I am using this code to generate a random permutation of a vector using a variation of Fisher-Yates randomization algorithm (I am going from the first element to the last, not the other way around). I am using a boost::random::mt11213b
RNG globally in a program that is seeded with generator.seed(time(NULL));
when program starts, hence a wrapper singleton RandomNumber
here.
boost::random::uniform_int_distribution<unsigned long>
distribution(0, vec.size()-1);
for (unsigned long i=0;i<vec.size();i++)
std::swap(vec[i], vec[distribution(RandomNumber::getInstance().generator)]);
Some experiments have led me to believe that there may be an issue in this algorithm, in a nutshell. This is what I did
- Created a vector of integer with length 100
- Filled first 75 elements with
0
and the last 25 with1
- Shuffled an array.
- Took the first 5 elements from the list and summed them.

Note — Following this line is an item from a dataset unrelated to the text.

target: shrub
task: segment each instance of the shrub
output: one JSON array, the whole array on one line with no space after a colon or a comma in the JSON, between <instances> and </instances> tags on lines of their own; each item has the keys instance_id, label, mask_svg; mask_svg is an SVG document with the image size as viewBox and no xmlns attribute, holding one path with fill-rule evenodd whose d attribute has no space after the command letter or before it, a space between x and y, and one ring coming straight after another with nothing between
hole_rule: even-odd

I repeated this procedure a few thousand times (with a loop, not by hand :)) each time starting with a fresh vector. Then I computed the arithmetic mean of the sums and it came about 0.98
instead of the expected 1.25
.
The funny thing is that if I start with a vector that has been shuffled once with the same algorithm instead of an ordered one, the result increases to 1.22
and if I don't discard the vector on each iteration but rather just shuffle it again, the result is around 1.25
that is the expected value.
I am unsure as to what could be wrong. The algorithm looks sound, the only thing that I can think of that could have gone wrong is the seeding phase and the
boost::random::uniform_int_distribution<unsigned long>
distribution(0, vec.size()-1);
line that is called each time before a vector is shuffled (perhaps it should only be called once a program but that doesn't make mush sense)
Any help will be greatly appreciated!